The National Security Council:4

Noted and discussed an oral report by the Secretary of State on:
Aspects relating to the Foreign Ministers Conference of special interest to the National Security Council, with particular reference to Soviet actions at the Conference and the German situation.
His trips to Spain, Italy, and Yugoslavia.
His analysis of the Near Eastern situation.
Noted the President’s expressed conviction that European integration, with West Germany playing a part, would be a major [Page 37] contribution to world peace; that a unified Europe (achieved by strengthening and expanding into other areas the concepts of NATO, the Brussels Pact, and the Coal and Steel Community) would constitute a focus of power, in addition to the U.S. and USSR, which would greatly advance the material and moral well-being of European peoples and the security interests of the United States; that encouragement of this concept in speeches by Council participants would be an appropriate way of seeking the objective of European integration.

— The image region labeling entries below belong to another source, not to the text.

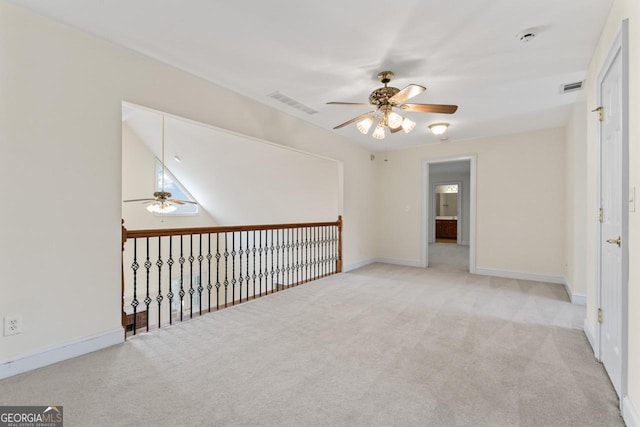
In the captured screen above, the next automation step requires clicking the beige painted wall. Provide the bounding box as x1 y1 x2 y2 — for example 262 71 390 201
565 96 593 295
573 0 640 411
0 1 375 363
377 129 566 277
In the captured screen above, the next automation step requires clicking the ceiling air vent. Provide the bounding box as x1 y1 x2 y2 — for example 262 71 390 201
267 91 317 114
560 81 584 93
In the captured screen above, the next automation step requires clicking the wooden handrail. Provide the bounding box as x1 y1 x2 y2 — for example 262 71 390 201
122 216 342 244
121 216 342 336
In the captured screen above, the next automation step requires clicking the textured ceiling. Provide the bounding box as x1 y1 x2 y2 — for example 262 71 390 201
13 0 611 150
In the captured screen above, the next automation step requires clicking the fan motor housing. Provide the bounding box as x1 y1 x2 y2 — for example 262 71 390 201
369 86 400 107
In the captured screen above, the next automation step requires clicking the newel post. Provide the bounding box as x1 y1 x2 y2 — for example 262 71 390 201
336 215 342 273
120 219 127 339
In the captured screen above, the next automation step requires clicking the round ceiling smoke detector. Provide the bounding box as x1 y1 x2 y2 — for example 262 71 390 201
517 30 536 43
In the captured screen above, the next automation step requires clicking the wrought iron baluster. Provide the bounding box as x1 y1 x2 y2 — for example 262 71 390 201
207 233 213 313
295 228 300 285
269 229 275 293
252 230 257 299
178 235 186 322
253 230 266 299
244 231 251 301
131 239 140 335
238 231 244 302
285 228 293 288
189 234 196 319
216 233 220 310
224 232 229 308
321 227 327 276
198 234 204 315
313 227 319 279
271 230 280 291
304 227 311 282
231 233 237 305
156 236 164 328
167 236 174 325
144 237 152 332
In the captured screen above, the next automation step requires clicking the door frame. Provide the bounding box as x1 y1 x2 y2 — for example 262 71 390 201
420 154 478 274
593 19 629 407
429 180 466 245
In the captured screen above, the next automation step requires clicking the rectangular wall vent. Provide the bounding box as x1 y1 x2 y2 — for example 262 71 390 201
560 81 584 93
267 91 318 114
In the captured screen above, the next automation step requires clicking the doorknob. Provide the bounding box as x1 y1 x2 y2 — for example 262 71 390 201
607 236 620 247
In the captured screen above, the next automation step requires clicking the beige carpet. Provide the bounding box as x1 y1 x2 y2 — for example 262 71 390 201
0 264 623 427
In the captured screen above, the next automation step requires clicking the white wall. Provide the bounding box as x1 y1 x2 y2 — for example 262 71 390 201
584 0 640 425
122 123 218 230
0 1 375 366
377 129 566 279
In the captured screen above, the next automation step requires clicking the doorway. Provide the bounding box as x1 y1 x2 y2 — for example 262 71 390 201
422 156 476 273
430 182 466 244
596 21 629 397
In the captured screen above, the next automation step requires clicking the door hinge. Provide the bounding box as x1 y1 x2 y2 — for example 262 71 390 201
592 107 604 122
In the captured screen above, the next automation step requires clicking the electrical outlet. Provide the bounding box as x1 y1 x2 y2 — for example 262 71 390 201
4 314 22 337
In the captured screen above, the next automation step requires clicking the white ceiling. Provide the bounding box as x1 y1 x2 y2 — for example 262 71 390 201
14 0 612 150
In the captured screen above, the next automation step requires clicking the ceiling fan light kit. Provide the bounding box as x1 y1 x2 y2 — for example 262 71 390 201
124 114 197 214
327 71 458 139
429 123 449 135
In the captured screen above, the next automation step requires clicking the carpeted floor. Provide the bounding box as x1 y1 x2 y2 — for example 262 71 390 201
0 264 623 427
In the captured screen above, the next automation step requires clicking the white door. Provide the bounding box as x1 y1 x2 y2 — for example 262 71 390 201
600 43 625 395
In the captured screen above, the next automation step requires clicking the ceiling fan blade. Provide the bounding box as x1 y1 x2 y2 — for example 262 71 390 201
327 102 375 107
167 199 198 205
399 104 458 114
123 198 155 203
334 111 375 129
389 85 427 105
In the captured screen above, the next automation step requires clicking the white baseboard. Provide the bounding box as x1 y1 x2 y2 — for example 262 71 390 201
342 258 376 273
622 396 640 427
376 258 424 267
476 267 565 285
582 318 597 358
564 278 587 305
0 328 124 379
567 290 587 305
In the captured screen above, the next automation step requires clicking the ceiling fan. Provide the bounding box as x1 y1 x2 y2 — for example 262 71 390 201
124 115 197 213
327 71 458 139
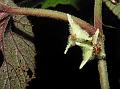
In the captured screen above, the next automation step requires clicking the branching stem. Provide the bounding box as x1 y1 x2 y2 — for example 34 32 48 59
0 2 95 35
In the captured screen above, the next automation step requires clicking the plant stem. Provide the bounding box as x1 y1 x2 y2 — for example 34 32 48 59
0 2 95 35
94 0 110 89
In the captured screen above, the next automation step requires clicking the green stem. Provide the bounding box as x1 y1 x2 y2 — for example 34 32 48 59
94 0 110 89
0 3 95 35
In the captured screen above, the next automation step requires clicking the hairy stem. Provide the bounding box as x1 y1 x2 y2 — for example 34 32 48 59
94 0 110 89
0 2 95 35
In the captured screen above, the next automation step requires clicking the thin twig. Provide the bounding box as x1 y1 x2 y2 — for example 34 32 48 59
94 0 110 89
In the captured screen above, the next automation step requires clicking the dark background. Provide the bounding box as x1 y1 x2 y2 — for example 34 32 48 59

Discussed the general problems in the development of Fiscal Year 1957 programs for military assistance, economic aid, foreign information, and U.S. military forces; and agreed to continue discussion of these programs at Council meetings scheduled for December 8 and 12.

Note: The action in b above subsequently circulated to all Council participants.

S. Everett Gleason
  1. Source: Eisenhower Library, Whitman File, NSC Records. Top Secret. Prepared on November 22 by Gleason.

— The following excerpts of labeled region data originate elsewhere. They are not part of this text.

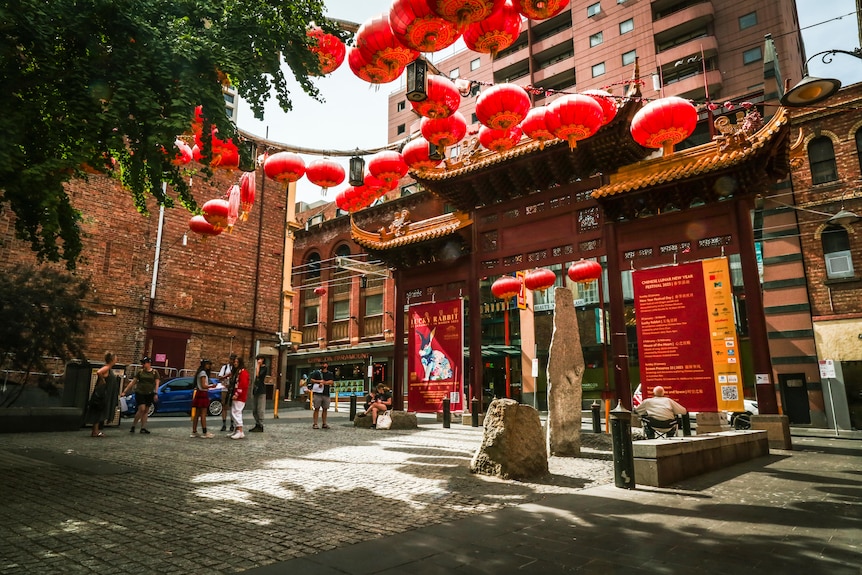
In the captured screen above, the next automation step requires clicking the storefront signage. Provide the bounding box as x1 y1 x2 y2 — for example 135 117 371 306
633 258 744 411
407 299 464 413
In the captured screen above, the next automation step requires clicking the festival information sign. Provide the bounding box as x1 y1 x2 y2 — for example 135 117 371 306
407 299 464 413
633 258 743 411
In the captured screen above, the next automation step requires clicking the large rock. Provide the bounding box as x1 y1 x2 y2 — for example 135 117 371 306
547 287 585 457
353 411 419 431
470 399 548 479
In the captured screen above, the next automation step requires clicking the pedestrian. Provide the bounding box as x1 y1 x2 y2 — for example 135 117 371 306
191 359 215 439
123 356 161 435
84 352 116 437
218 353 236 431
310 361 335 429
249 354 268 433
230 357 251 439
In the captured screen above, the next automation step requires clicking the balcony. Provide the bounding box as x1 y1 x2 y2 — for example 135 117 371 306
653 2 715 41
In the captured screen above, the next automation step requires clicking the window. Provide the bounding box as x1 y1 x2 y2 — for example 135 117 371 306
742 46 763 64
739 12 757 30
808 136 838 185
620 18 635 36
820 226 854 279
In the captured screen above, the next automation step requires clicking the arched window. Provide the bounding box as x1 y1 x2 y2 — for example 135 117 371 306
820 226 854 279
808 136 838 184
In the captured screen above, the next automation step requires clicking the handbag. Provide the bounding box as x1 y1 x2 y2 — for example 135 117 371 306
377 411 392 429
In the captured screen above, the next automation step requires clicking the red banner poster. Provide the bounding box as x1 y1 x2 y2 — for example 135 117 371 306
633 258 742 411
407 299 464 413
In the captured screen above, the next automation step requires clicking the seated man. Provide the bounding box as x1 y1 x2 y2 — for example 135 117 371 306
635 385 687 439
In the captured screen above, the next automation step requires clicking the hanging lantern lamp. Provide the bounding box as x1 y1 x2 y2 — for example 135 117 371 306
491 276 521 299
419 112 467 148
524 268 557 291
464 0 521 58
389 0 461 52
305 26 347 76
410 74 461 118
305 158 344 196
263 152 305 184
568 259 602 284
631 96 697 156
545 94 603 149
476 84 530 130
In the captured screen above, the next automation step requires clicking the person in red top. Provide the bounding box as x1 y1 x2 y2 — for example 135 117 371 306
230 357 251 439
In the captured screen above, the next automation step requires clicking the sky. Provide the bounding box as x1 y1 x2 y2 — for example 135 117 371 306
237 0 862 207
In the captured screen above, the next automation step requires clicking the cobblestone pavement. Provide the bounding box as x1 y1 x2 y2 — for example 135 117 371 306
0 410 613 575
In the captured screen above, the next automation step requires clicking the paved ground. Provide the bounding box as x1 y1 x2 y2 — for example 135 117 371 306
0 410 862 575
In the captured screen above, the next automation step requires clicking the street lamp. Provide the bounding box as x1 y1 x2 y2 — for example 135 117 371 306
780 48 862 108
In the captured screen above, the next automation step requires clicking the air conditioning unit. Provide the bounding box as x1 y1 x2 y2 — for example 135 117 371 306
825 251 854 278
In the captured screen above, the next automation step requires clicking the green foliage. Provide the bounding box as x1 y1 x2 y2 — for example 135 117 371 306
0 267 90 407
0 0 344 269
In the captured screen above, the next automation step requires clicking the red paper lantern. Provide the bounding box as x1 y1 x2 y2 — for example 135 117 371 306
305 27 347 75
631 96 697 155
476 84 530 130
305 158 344 196
401 138 443 170
189 215 223 236
389 0 461 52
514 0 569 20
368 150 408 184
464 0 521 58
410 75 461 118
347 48 404 84
419 112 467 148
524 268 557 291
239 172 257 221
263 152 305 184
568 259 602 283
479 125 521 152
545 94 603 149
427 0 504 29
356 14 419 75
521 106 555 148
583 90 617 126
201 198 230 228
491 276 521 299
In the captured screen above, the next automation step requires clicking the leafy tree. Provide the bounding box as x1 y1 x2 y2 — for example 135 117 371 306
0 0 344 269
0 267 90 407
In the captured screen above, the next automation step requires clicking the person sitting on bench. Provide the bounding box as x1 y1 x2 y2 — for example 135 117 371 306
635 385 687 439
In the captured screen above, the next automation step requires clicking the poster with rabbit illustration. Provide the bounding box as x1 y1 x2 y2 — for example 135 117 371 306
407 299 464 413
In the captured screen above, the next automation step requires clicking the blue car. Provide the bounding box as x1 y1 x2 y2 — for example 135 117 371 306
122 377 224 417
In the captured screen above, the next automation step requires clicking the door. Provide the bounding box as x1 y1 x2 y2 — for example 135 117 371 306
778 373 811 425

  2. Reference is to the Mutual Defense Assistance Control Act of 1951 (Public Law 213), sponsored by Congressman Laurie C. Battle of Alabama and enacted October 26, 1951. It provided for the suspension of U.S. economic aid to nations supplying strategic materials to Communist nations. For text, see 65 Stat. 644.
  3. The paragraph that follows constitutes NSC Action No. 1479. (Department of State, S/SNSC (Miscellaneous) Files: Lot 66 D 95, Records of Action by the National Security Council, 1955)
  4. Paragraphs a–c that follow constitute NSC Action No. 1480. (Ibid.)